Embora o cessar-fogo tenha sido alcançado através da mediação russa, a ofensiva azeri gerou críticas a Moscou, que tinha a missão de manter a paz em Nagorno-Karabakh. Em artigo publicado no jornal independente The Moscow Times, o analista político Mikhail Turchenko diz que a fragilidade da missão de paz da Rússia já havia levado a Armênia a direcionar sua política externa para o outro lado, voltando-se aos Estados Unidos.

“Neste momento, está claro que a Rússia perdeu a sua credibilidade como força de manutenção da paz regional aos olhos de Yerevan”, afirmou Turchenko no texto, lembrando que a Armênia inclusive se colocará sob a jurisdição do Tribunal Penal Internacional (TPI), que em março deste ano emitiu um mandado de prisão contra o presidente russo Vladimir Putin.

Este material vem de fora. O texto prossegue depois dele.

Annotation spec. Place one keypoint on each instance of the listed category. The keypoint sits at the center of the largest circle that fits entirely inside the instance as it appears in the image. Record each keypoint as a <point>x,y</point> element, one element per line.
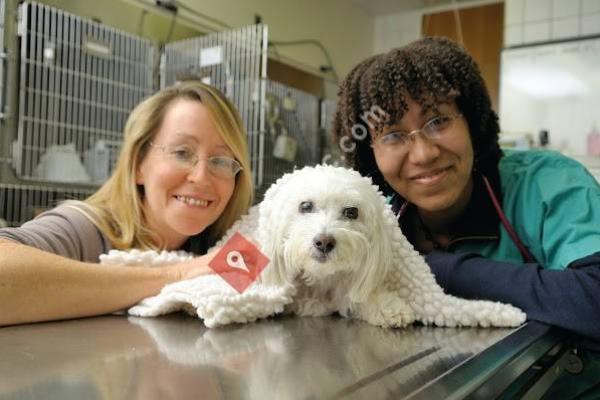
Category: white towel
<point>209,296</point>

Já o jornalista britânico Thomas de Waal, especializado no Cáucaso, sugeriu, em artigo para o think tank Carnegie Europe, que a frágil atuação das forças russas em Nagorno-Karabakh poderia inclusive levar a um “derramamento de sangue” durante o êxodo armênio, com “detenções de residentes do sexo masculino.”

Entenda a questão

Nagorno-Karabakh é um território ocupado por uma maioria armênia cristã que declarou independência do Azerbaijão, país majoritariamente muçulmano, desencadeando uma guerra que foi de 1992 a 1994. O conflito causou 30 mil mortes e desalojou centenas de milhares de pessoas, com a reivindicação de independência dos armênios não sendo reconhecida por nenhum país.

Desde 1994, o enclave vinha sendo controlado por forças que o Azerbaijão alegava incluir tropas fornecidas pela Armênia, que sempre negou ter militares por lá. Após um cessar-fogo estabelecido com a ajuda de RússiaEUA e França, um novo conflito armado entre os dois países eclodiu em 2020 e durou 44 dias, com mais 6,5 mil mortos, aproximadamente.

Um novo acordo de paz foi firmado, este mediado pela Rússia, no início de 2021. Mas ele é visto com desconfiança pela população armênia, e um ataque do Azerbaijão em 19 de setembro de 2023 gerou o temor de que um novo conflito com a Armênia poderia se iniciar.

O Ministério da Defesa do Azerbaijão afirmou em comunicado que “apenas alvos militares legítimos foram destruídos” usando ataques de precisão. A Armênia, reforçando que não tinha tropas em Nagorno-Karabakh, alegou que o governo azeri “violou o cessar-fogo ao longo de toda a linha de contato, com ataques de mísseis e artilharia.”

A ação do governo Azerbaijão incluiu mísseis, artilharia e drones turcos Bayraktar para bombardear o território ocupado pelos armênios. Baku alega que reagiu a um ataque vindo das montanhas que teria matado um número não especificado de soldados azeris.

Informações divulgadas por autoridades russas, azeris e armênias indicam que mais de 200 pessoas morreram em razão da ofensiva militar que durou cerca de 24 horas. Entre as vítimas estariam civis, crianças e até militares da Rússia, membros das forças de paz de Moscou que atuam na área.

Se o cessar-fogo for respeitado, poderá marcar o fim de um conflito que já dura cerca de três décadas.